Nomination: An Arundel Tomb [20 February 1956. From The Whitsun Weddings]
My choice of ‘Poem of the Month’ wavered for a while between Philip Larkin’s ‘Church Going’ and his ‘An Arundel Tomb’. (I’m especially interested in ecclesiastical buildings and all they represent.) In the end, though, I’ve chosen the latter, which I’ve admired ever since I first discovered a beautifully inscribed copy of it in Chichester Cathedral, displayed adjacent to where “The earl [of Arundel] and countess [Eleanor, his second wife] lie in stone”.
The poet pinpoints one distinctive feature of the sculpture in particular, drawing us back into “pre-baroque” history and then highlighting subsequent changes in society – throughout which his subjects “rigidly persisted”, while “up the paths the endless altered people came”.

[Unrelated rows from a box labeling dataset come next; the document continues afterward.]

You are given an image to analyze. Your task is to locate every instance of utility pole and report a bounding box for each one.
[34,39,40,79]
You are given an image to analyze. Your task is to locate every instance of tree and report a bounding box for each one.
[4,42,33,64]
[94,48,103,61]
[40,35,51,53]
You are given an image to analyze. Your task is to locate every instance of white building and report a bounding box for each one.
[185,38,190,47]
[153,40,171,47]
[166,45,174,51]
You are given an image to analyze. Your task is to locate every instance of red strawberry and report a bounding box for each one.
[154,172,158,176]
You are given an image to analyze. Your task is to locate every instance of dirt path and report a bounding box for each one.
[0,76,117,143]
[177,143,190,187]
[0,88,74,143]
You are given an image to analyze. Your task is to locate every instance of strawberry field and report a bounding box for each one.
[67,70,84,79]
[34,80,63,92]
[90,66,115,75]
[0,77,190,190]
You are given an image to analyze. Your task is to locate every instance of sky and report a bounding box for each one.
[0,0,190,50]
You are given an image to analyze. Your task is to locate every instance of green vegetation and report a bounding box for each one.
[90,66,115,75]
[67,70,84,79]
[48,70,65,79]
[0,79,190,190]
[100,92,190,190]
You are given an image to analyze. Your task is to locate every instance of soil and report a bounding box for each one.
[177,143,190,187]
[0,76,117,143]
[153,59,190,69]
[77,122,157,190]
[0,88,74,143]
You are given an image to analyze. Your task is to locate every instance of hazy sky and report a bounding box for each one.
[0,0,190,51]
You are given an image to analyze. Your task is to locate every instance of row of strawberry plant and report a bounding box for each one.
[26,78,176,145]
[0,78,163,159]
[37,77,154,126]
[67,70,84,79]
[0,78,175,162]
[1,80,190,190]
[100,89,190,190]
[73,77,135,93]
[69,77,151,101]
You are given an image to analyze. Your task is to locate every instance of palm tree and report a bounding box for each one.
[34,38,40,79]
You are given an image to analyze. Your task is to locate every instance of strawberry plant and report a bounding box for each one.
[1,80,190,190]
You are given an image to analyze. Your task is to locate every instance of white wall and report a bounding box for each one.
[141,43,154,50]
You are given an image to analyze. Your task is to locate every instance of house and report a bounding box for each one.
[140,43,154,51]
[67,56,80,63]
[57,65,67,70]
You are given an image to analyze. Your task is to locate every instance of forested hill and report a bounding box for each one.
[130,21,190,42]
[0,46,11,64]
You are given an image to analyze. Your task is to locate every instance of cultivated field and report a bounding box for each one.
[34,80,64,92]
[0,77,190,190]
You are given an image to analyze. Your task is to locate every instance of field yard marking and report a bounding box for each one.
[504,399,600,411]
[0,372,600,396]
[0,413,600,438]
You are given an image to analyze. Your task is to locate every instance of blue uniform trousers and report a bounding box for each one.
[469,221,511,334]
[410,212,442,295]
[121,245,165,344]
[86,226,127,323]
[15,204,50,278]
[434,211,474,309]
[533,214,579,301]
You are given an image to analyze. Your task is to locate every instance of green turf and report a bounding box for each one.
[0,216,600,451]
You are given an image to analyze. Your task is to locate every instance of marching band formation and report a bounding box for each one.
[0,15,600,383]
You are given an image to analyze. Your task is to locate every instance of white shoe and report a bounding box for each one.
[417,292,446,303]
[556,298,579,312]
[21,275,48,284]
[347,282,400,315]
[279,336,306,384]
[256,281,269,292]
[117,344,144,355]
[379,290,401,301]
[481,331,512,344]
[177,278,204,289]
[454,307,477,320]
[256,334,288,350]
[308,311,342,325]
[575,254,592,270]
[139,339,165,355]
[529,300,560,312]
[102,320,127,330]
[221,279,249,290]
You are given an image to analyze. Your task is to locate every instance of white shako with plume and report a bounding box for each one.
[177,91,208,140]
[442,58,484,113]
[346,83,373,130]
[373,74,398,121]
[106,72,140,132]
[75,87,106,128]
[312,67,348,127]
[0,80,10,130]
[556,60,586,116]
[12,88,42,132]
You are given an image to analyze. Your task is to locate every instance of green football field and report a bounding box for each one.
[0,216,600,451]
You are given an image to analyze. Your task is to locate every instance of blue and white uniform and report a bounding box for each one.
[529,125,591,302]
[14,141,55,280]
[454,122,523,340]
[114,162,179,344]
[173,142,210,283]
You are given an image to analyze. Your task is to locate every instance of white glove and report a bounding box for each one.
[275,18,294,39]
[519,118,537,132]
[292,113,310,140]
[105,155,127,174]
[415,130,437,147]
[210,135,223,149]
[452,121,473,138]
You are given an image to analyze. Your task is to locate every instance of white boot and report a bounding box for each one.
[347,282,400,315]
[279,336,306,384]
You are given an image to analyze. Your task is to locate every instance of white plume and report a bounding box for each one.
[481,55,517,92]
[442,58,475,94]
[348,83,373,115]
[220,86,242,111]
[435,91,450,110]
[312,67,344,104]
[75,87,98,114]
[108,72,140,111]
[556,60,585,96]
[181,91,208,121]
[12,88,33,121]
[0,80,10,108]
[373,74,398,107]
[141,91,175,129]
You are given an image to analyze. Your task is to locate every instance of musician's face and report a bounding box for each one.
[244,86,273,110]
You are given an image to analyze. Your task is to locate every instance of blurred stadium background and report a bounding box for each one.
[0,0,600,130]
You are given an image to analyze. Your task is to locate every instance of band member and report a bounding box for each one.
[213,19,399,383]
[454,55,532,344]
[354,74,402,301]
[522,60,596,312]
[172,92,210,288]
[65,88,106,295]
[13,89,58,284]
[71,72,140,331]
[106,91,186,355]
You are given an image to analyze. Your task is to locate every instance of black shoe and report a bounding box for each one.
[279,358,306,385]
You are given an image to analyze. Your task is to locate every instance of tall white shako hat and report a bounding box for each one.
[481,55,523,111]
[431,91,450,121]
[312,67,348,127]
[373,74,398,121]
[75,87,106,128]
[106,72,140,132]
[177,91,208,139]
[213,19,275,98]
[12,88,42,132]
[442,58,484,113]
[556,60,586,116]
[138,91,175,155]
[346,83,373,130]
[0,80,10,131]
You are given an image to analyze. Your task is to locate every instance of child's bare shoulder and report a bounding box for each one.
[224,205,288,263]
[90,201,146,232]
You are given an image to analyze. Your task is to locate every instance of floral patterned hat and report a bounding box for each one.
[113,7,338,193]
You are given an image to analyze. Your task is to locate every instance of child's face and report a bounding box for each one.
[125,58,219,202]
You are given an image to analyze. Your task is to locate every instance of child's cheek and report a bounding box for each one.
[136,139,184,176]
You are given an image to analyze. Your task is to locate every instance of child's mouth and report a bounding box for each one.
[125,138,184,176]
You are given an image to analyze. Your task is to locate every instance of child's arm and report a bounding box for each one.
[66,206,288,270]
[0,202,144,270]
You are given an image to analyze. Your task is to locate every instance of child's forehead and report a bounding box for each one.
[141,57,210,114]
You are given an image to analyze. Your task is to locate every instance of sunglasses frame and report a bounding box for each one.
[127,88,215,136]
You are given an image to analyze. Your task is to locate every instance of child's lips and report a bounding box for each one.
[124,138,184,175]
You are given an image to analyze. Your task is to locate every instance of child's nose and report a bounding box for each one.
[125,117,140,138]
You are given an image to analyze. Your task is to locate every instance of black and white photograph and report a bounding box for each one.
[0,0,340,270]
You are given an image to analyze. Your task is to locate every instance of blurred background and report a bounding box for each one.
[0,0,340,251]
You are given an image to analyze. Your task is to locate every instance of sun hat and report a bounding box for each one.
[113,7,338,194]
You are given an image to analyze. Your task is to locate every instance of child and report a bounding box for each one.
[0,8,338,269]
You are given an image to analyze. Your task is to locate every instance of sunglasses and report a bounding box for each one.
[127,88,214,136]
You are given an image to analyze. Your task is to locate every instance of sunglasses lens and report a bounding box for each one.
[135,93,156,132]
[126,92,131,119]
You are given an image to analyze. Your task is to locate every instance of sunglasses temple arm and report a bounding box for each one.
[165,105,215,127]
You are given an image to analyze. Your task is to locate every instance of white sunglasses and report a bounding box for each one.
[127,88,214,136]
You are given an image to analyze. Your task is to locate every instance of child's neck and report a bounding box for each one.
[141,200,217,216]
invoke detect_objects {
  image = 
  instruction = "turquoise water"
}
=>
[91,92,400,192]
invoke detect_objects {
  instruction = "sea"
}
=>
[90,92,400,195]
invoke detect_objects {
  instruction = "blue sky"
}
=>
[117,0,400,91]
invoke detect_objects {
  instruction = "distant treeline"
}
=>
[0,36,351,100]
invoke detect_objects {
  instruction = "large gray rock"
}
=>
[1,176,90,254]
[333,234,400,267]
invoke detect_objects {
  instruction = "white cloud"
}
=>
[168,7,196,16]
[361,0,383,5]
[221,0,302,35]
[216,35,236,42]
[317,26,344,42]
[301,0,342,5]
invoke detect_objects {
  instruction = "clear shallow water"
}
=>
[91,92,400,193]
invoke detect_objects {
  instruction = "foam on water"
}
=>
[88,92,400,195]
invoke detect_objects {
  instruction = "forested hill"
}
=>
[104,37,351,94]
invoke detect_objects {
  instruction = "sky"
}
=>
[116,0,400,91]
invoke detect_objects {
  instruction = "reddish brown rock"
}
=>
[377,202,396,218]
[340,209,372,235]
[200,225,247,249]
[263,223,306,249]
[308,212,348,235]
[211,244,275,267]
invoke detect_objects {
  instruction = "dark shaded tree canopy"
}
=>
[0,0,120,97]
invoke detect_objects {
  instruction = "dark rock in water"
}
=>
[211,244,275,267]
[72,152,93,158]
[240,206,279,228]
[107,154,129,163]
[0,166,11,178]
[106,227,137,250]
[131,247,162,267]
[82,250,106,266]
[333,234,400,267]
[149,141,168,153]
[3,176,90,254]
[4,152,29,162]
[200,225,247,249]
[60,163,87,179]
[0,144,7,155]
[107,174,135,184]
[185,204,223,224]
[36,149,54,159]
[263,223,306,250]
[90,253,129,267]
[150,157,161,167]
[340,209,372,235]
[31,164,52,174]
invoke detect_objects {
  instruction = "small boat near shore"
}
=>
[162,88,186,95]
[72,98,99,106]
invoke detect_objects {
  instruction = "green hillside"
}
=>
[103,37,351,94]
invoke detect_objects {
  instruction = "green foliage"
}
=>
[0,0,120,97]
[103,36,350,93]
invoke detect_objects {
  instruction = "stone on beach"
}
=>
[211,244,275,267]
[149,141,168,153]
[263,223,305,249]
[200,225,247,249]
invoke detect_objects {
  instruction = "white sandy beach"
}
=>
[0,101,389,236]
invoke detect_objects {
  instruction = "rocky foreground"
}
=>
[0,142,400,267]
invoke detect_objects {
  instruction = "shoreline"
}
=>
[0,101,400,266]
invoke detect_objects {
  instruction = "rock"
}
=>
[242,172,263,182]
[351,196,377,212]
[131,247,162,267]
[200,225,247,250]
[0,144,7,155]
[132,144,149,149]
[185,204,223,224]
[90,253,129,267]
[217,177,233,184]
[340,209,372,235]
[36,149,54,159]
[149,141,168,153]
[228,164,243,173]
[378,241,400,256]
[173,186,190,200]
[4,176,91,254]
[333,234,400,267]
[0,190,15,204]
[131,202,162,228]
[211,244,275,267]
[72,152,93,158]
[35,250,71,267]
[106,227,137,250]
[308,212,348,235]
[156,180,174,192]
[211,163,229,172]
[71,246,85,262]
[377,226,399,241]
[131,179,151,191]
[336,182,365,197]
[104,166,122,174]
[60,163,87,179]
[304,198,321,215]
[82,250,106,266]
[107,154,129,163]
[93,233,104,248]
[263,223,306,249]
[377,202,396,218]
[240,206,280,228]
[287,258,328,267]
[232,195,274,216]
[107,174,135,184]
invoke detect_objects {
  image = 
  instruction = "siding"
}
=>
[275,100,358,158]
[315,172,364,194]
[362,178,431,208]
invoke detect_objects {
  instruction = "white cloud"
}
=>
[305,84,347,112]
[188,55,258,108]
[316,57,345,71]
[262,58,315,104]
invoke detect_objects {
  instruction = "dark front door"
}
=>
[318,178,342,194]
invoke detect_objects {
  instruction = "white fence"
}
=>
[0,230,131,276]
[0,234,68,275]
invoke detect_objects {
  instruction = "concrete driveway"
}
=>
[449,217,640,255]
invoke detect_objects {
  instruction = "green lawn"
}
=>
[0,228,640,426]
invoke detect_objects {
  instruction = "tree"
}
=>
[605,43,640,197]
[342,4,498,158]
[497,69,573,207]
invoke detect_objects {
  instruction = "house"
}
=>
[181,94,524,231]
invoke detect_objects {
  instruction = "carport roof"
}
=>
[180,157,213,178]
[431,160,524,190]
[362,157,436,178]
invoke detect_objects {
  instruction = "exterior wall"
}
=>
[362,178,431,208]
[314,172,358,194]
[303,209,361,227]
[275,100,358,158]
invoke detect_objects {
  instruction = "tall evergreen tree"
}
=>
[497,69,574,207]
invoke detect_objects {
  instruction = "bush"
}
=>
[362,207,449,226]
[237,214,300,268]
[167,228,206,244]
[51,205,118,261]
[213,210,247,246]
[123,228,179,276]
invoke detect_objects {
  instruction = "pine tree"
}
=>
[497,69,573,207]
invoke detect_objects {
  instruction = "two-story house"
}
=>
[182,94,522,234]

The poem and what it depicts have a strong, personal resonance for me. I spent 1969-70 at Bishop Otter College in Chichester, which had close links with the cathedral there – where I experienced works of religious art that had been brought into being through Walter Hussey, Dean of Chichester, 1955-77. His life has long inspired me. I first ‘inherited’ his artistic legacy in the ’60s as a member of the choir at St Matthew’s Church, Northampton – home of Henry Moore’s Madonna and Child and Graham Sutherland’s Crucifixion. These had both been commissioned during Hussey’s time as Vicar of St Matthew’s, 1937-55 – as had some of the music I sang. Several other choral works were written for this church during my time there, and Hussey’s unique legacy lives on in Northampton and Chichester in the art and music that have continued to be commissioned for both establishments.
By chance, during my college year in Chichester I was once fortunate, at a service in the cathedral, to introduce Dean Hussey to my parents; they attended St Matthew’s and keenly supported all my musical endeavours. ‘An Arundel Tomb’ transports me into a wider world; the ending of this wonderful poem is one of the most moving I know in all poetry.